WM-Qualifiaktion: Martinez stellt 28 Rote Teufel auf

Für die Qualifikationsspiele der Fußballweltmeisterschaft hat der belgische Nationaltrainer Roberto Martinez auch den noch nicht ganz fitten Eden Hazard einberufen. Stefen Dufour und Jordan Lukaku kehren in den Kader zurück. Radja Nainggolan ist für die Länderspiele gegen Gibraltar (31.08.) und Griechenland (03.09.) nicht dabei.

Mit oder ohne Hazard? Diese Frage brannte jedem auf der Zunge, als Roberto Martinez seine Aufstellung für die beiden WM-Qualifikationsspiele in Belgien ankündigte.

Er habe nicht gezweifelt, sagte Martinez: „Eden trainiert bei Chelsea schon wieder mit den anderen. Das bedeutet nicht, dass er wieder auch für den Wettkampf wieder vollkommen fit ist. Wir entscheiden das am Montag.“
„Eden ist unser Anführer und muss in der Auswahl sein. Wir befinden uns in einer sehr wichtigen Phase der Qualifikationskampagne. Wir brauchen Eden als Fußballer und als Mensch.“
Auf die Frage, ob er ein Problem mit Chelsea befürchte, sagte der Spanier: „Nein, wir haben eine tolle Beziehung zueinander. Wir werden offen und ehrlich sein und abwarten, ob Eden in Form ist. Für uns ist es wichtig, dass er im Team ist.“ 

Breiter Spielerstab

Zu dem 28 Spieler zählenden Kader gehören auch Thomas Meunier – bei den vorigen Länderspielen war der Paris-Saint-Germain-Verteidiger noch verletzt – sowie Stefen Dufour und Jordan Lukaku, der jüngere Bruder von Romelu, derzeit in der Abwehr bei Lazio Rom (Foto links).

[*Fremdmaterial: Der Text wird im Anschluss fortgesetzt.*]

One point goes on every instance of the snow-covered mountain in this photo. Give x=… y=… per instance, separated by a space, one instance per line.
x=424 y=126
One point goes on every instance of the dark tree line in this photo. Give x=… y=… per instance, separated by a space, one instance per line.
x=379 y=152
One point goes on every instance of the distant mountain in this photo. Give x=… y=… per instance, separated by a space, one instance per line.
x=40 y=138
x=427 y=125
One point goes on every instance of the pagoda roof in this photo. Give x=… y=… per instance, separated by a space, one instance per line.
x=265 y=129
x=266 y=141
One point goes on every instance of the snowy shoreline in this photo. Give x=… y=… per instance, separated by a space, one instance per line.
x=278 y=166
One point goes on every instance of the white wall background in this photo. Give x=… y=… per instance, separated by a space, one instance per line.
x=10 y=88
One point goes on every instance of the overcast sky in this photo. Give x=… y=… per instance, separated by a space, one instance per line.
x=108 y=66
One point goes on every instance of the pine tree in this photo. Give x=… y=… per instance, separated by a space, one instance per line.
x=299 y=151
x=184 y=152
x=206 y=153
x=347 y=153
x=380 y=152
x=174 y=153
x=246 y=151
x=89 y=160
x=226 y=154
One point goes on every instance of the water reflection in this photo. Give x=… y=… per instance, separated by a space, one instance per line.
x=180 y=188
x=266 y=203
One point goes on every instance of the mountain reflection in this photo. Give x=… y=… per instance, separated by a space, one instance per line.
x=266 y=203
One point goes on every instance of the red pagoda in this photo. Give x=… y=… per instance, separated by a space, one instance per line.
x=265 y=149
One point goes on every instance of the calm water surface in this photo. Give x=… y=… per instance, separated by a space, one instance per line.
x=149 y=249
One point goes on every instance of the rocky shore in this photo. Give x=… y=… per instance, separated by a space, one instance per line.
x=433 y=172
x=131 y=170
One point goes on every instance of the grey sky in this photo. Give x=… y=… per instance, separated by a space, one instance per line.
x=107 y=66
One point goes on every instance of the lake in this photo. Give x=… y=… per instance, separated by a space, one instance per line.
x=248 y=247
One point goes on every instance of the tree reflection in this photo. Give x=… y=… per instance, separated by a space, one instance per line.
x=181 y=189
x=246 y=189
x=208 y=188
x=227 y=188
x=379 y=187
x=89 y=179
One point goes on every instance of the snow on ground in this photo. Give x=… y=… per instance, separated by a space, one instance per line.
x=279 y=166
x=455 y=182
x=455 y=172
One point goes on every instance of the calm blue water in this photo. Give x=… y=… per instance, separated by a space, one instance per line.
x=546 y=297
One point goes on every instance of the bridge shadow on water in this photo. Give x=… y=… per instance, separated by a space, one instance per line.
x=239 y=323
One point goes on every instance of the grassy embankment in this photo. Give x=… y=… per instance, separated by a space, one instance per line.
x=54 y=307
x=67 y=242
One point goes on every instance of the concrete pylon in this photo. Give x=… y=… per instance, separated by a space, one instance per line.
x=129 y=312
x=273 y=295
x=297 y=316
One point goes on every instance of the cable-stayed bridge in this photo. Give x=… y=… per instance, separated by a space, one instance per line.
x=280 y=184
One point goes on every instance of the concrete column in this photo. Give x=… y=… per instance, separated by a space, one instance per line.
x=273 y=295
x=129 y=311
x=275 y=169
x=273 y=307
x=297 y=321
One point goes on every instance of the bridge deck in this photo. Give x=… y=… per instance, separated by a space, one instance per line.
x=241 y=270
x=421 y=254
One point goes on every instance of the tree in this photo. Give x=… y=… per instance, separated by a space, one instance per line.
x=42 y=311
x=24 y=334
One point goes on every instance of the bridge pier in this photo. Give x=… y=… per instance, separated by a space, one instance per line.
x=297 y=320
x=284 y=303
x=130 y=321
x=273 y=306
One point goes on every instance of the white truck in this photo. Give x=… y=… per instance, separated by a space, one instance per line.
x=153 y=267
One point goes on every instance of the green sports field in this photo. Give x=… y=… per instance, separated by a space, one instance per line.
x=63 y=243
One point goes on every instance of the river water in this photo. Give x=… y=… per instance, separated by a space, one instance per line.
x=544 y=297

Diese breite Auswahl erklärte Martinez damit, dass nicht jeder Spieler seine Topform erreicht habe.
„Meunier hat zwar bei PSG gespielt, allerdings mit Unterbrechungen. Vermaelen hatte eine gute Vorbereitung, fiel dann aber aus. Dufour hatte einen sehr guten Saisonstart. Wir werden viele Spieler brauchen, auch weil die Transferperiode noch nicht zu Ende ist. Bis zum 31. August können sich manche Spieler noch ablenken lassen.“

Dass er Naiggolan nicht aufgestellt habe, sei keine Strafe, sondern einfach der Tatsache zuzuschreiben, dass er andere Spieler gewählt habe.